Neuron uses an ahead-of-time compiler, so to enable batching in Neuron, a model should be explicitly compiled for a target batch-size by setting the input-tensor batch dimension accordingly. Users are encouraged to evaluate multiple batch sizes, in order to determine the optimal latency/throughput deployment-point (which is model/application dependent).

During inference, dynamic batching can be used to process a larger client-side inference batch-size, and allow the framework to automatically break up the user-batch into smaller batch sizes, to match the compiled batch-size. This technique increases the achievable throughput by hiding the framework-to-neuron overhead, and amortizing it over a larger batch size. To enable dynamic batching in TensorFlow, user would set the argument dynamic_batch_size=True during call to tfn.saved_model.compile method.

For example, the TensorFlow code snippet below enables batching, with dynamic-batching and a batch-size of N=4 when compiling a model to Inferentia target:

import numpy as np
import tensorflow.neuron as tfn

# To change the batch size, change the first dimension in example_input
batch_sz = 4
example_input = np.zeros([batch_sz, 224, 224, 3], dtype='float16')

# Note: Users should temporarily use the following compilation flags when
# batch size is larger than 1. These flags are only applicable to CNNs
# (ResNet50 and similar models) and will be deprecated in the future.
compiler_args = ['--batching_en', '--rematerialization_en', '--spill_dis',
                 '--sb_size', str((batch_sz + 6)*10),
                 '--enable-replication', 'True']

                        model_feed_dict={'input_1:0': example_input },

The following TensorFlow code snippet shows that the model can accept inference requests with arbitrary batch size:

import tensorflow as tf
import tensorflow.neuron as tfn

predictor = tf.contrib.predictor.from_saved_model("rn50_fp16_compiled/1")
rt_batch_sz_list = [1, 4, 7, 8, 1024]
for rt_batch_sz in rt_batch_sz_list:
    example_input = np.zeros([rt_batch_sz, 224, 224, 3], dtype='float16')
    model_feed_dict = {'input_1:0': example_input}
    result = predictor(model_feed_dict)


Users should temporarily use the following compilation flags when batch size is larger than 1: --batching_en --rematerialization_en --spill_dis --sb_size <(batch_size + 6)*10> --enable-replication=True. These flags are only applicable to CNNs (ResNet50 and similar models) and will be deprecated in the future.

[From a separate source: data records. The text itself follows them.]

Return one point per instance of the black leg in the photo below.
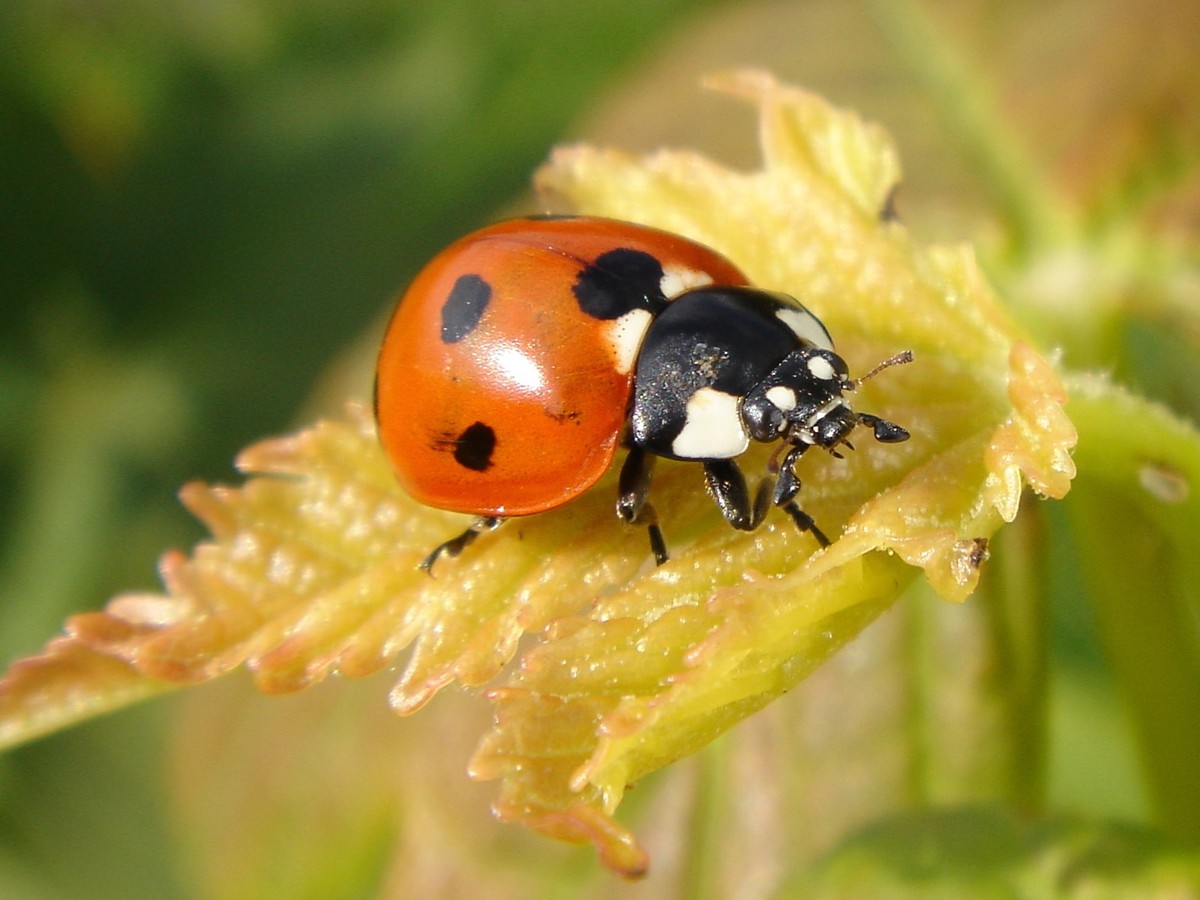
(727, 486)
(804, 522)
(455, 546)
(787, 486)
(633, 486)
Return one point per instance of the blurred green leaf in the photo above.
(989, 852)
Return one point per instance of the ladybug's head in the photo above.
(803, 401)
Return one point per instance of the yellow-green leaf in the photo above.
(312, 564)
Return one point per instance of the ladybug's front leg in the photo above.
(787, 486)
(633, 487)
(727, 486)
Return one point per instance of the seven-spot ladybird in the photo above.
(525, 354)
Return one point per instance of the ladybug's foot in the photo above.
(804, 522)
(631, 507)
(455, 546)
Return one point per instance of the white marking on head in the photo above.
(783, 399)
(678, 279)
(805, 325)
(624, 337)
(713, 429)
(821, 367)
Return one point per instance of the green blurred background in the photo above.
(205, 204)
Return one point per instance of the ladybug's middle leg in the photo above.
(455, 546)
(727, 486)
(633, 487)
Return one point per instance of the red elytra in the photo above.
(505, 375)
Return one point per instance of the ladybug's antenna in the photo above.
(898, 360)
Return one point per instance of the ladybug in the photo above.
(526, 354)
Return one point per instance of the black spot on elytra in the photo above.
(473, 449)
(465, 307)
(619, 281)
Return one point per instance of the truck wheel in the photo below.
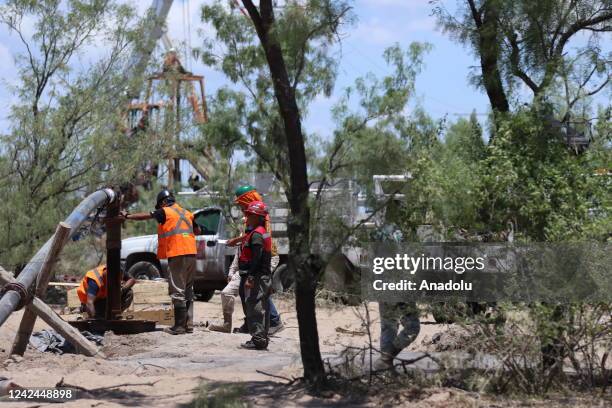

Depending on the neural network size, Neuron will have a maximum batch size that works optimally on Inferentia. Currently, FP16 ResNet50 is supported up to batch 5 only. Additionally, ResNet50 with FP32 input is limited to batch 1 only. These limitations are being addressed and will be fixed in a future releases of the compiler. If a unsupported batch size is used, an internal compiler error message will be displayed (see Known Issues).